North leaves his uncaring parents and hunts for better ones in a journey that leads him around the world of ethnic stereotypes, including, but not limited to, Kathy Bates in Native-face. The amount of ethnic stereotypes and laziness in concept is absurd, which is saddening.
This movie was made by the same man who directed “When Harry Met Sally,” one of the best comedies of all time, not five years earlier.
But in this film, beyond the aforementioned atrocity, the audience is forced to bear witness to an offensive African tribe, Dan Aykroyd attempting to sing like a cowboy, a French couple wearing berets and watching Jerry Lewis and a myriad of other things so offensive and mystifying it will make your head spin.

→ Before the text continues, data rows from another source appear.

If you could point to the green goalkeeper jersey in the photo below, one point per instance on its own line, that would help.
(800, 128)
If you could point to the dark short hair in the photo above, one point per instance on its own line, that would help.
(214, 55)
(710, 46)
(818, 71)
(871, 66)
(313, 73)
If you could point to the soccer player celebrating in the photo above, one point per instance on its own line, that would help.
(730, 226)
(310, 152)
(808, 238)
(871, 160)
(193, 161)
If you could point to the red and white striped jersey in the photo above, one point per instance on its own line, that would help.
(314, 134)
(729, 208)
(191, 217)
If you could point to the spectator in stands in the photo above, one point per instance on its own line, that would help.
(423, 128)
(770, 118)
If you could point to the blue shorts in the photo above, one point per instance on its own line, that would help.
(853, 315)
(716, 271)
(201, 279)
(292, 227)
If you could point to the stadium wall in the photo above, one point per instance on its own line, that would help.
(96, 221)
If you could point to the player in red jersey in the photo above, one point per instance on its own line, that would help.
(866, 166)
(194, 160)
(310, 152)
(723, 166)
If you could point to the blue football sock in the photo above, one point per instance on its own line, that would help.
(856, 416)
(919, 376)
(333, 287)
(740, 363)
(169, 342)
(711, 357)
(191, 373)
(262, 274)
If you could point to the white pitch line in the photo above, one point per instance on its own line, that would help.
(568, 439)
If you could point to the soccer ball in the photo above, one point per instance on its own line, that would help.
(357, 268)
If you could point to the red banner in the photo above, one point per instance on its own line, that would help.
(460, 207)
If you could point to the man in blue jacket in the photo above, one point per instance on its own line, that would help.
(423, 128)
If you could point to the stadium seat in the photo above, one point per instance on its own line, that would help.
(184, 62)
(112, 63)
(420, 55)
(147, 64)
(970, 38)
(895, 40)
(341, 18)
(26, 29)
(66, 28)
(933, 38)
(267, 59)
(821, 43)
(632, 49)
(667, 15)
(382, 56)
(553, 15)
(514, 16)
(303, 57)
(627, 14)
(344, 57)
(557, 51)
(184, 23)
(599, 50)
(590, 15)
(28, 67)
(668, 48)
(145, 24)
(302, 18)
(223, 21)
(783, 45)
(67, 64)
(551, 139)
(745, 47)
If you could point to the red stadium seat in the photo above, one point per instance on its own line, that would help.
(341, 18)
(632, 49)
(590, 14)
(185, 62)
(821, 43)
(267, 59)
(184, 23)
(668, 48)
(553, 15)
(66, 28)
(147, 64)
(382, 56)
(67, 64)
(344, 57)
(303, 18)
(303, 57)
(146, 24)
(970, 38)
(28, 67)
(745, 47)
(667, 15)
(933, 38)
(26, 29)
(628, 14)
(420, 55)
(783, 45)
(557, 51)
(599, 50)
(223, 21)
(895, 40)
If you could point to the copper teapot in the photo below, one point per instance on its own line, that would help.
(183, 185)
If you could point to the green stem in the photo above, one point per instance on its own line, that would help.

The cast of early ’90s superstars in this movie, most of whom are actually good actors, by and large are complete failures. The biggest crashing and burning comes by way of Bruce Willis, who plays the dual role of narrator and guardian angel for North. His performance is so wooden and so flat it would seem as though he had never stood in front of a camera before. He acts like Reiner grabbed him off the street, stuffed him in various costumes and screamed at him to act.
Willis is far and away not the only miserable flop on this movie’s cast list. Bless Wood’s heart — he wasn’t even 13-years-old when this movie was filmed, but he is atrocious. The only emotion he can convey is wide-eyed shock at the things that happen to him, particularly in one scene where he moves in with an average American family — white picket fence, barbecues, the whole nine yards. Incidentally, this average American family was Scarlett Johansson’s screen debut.
Honestly, even alongside all of the ethnic stereotypes, this family scene is the most frustrating in the entire movie. It seems like North is happy with his life, but he just kind of up and leaves. For no good reason, he goes away from the perfect family because the screenplay says so.
This movie is bewildering. How this massive amount of talent could come together to create such an awful product is beyond me. At least it managed to not entirely murder Frodo’s career.